With thirty minutes left to prevent the second domestic Cup exit of the season, a formation change with the double substitution of Carlton Cole and Duff for Del Horno and Maniche led to the now familiar second half Chelsea revival. The otherwise quiet Lampard came to the rescue once again with a well taken goal that gave us a deserved replay back at the Bridge next Wednesday. Aside of some wayward finishing (from Crespo in particular) Nigel Martyn was the difference for Everton; he produced the kind of display that veteran keepers seem to reserve for the days when Chelsea are in town. Everton are one of just three teams that haven’t succumbed to the Chelsea tide this season; this afternoon’s draw has given the winners of the replay a home tie against Colchester (currently beaten just once in twenty games since early October and lying in second place in League One) in the last sixteen.

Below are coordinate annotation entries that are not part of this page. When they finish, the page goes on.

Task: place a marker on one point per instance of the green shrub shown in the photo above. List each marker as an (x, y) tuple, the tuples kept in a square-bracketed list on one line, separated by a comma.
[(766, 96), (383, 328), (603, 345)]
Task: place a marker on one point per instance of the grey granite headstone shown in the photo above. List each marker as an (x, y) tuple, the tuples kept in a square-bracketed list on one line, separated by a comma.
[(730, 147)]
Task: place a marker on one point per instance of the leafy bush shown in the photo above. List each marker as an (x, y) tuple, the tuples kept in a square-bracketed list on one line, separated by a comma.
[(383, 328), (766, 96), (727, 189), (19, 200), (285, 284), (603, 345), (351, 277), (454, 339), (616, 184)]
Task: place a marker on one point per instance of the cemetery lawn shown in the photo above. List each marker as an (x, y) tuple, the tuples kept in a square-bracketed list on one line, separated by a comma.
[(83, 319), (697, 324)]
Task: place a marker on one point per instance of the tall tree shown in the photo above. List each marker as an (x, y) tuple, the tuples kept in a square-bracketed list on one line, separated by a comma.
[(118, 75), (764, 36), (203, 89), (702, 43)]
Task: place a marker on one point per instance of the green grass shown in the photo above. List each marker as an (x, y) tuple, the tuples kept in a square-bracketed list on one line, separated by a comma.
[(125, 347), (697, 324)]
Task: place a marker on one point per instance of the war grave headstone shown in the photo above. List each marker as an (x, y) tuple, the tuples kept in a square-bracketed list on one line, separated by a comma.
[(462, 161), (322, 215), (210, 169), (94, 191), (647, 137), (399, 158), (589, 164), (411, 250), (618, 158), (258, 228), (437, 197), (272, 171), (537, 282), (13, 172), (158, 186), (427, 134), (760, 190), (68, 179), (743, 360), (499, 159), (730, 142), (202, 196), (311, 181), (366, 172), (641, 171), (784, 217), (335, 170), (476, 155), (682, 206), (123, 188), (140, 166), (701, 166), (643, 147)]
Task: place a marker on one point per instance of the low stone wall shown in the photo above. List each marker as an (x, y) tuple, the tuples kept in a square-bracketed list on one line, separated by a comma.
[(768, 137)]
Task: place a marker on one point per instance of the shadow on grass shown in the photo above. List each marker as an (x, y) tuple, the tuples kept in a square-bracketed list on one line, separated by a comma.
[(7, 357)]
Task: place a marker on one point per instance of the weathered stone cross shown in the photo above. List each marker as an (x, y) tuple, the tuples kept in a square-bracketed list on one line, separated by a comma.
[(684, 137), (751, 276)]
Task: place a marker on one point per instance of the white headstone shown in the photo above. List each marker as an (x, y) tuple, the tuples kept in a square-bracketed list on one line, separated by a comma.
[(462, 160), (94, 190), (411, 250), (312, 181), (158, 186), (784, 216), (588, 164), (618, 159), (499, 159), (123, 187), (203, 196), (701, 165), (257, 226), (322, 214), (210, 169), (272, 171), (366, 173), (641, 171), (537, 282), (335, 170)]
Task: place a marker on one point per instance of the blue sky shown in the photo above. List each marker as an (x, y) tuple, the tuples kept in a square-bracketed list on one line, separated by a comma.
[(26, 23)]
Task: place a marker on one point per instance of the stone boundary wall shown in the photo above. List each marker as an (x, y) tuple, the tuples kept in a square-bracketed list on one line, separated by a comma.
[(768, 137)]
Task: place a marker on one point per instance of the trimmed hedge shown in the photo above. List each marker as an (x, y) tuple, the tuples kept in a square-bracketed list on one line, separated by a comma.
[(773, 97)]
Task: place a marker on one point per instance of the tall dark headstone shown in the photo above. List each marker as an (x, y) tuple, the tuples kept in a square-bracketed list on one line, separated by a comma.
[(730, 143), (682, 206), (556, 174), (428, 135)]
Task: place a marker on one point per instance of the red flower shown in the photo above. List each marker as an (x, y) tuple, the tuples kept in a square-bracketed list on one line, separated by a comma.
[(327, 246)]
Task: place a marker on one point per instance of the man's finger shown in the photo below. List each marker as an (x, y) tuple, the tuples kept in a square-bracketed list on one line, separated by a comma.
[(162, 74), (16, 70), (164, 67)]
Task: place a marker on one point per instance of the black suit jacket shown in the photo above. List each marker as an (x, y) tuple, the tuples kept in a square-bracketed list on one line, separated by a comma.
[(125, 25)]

A busy and important week now lies ahead of Jose and the boys, starting with a trip to Villa Park on Wednesday evening. The Blues haven’t won there in the league since Tore Andre Flo upset the church-going folk of the West Midlands early one Sunday morning several seasons ago, so a result is long overdue and essential if we are to maintain our grip on the Premiership title. Next Sunday sees arguably the most important Premiership game of the season so far; the visit of Liverpool. Following their last minute defeat at Old Trafford, the Red Scousers looked far from convincing against Portsmouth yesterday when edging their way to a 2-1 victory. The game presents Rafa Benitez with a tricky dilemma; a Champions League style shut-out is of no use if Liverpool still harbour any slim hopes of winning the title this season, whereas his previous attempt to play an open game against us led to a 4-1 thumping up at Anfield last October. It will be interesting to see how much the Spaniard says about the game over the coming week.
A quick browse through the weekend papers provided the usual misleading Chelsea related guff in amongst the acres of fevered “No more Johnny Foreigner, we want an Englishman! (even though there aren’t any decent ones available)” comment and debate upon who should replace Sven in the summer. But skewed reporting aside, sometimes you can’t legislate for your own bad PR; Peter Kenyon played into the hands of the club’s detractors by issuing a “stay away” warning to the FA with regard to potential approaches to Jose for the England post. It is difficult to do anything more than shrug and agree when accusations of hypocrisy are thrown about in the aftermath of a statement like that; pro-Chelsea this site may be but I’m sure I’m not the only Blue that wishes Mr. Kenyon would keep his feet away from his mouth in such instances.
Elsewhere in the media, a fine example of a good point badly made was Patrick Collins’ unsurprisingly biased and now near weekly anti-Chelsea ravings in The Mail On Sunday. He made much of Chelsea’s ticket prices and the recent stay-away protest by Charlton fans who objected to paying £48 to come to Stamford Bridge last week. His failure to mention that Chelsea fans had paid £45 to visit the Valley last season was presumably down to the ‘selective Alzheimers’ problem that seems to afflict so many journalists when reporting on all matters Chelsea.
But the overall point about ticket prices is a fair one if it isn’t presented as just another way to have a dig at the club. Bruce Buck’s rather embarrassing proclamation that people ‘would rather pay £45 to watch Chelsea than pay £25 to watch Spurs’ during Radio 5’s generally excellent Chelsea-a-thon last week skirted around an issue that affects far more people than the club seem prepared to admit. The noticeably younger (and generally sold out) crowds bought in by reduced prices for domestic Cup games compared to the swathes of empty seats on display for the game against Anderlecht tell their own story. Talk of increased capacity or a move to a bigger ground is inevitable if we are to compete financially rather than exist solely on handouts from our owner. Will a ‘SOLD OUT’ sign hang outside the proposed 50-60,000 capacity ground where a seat costs £50 (plus) for a televised midweek fixture against a Premiership struggler? Kenyon and Buck would probably spin an affirmative response backed by reams of marketing data; ask the Chelsea fan on an average salary with a mortgage to pay the same question and you might get a more pessimistic take on things. Quite which answer proves to be accurate in the long term remains to be seen.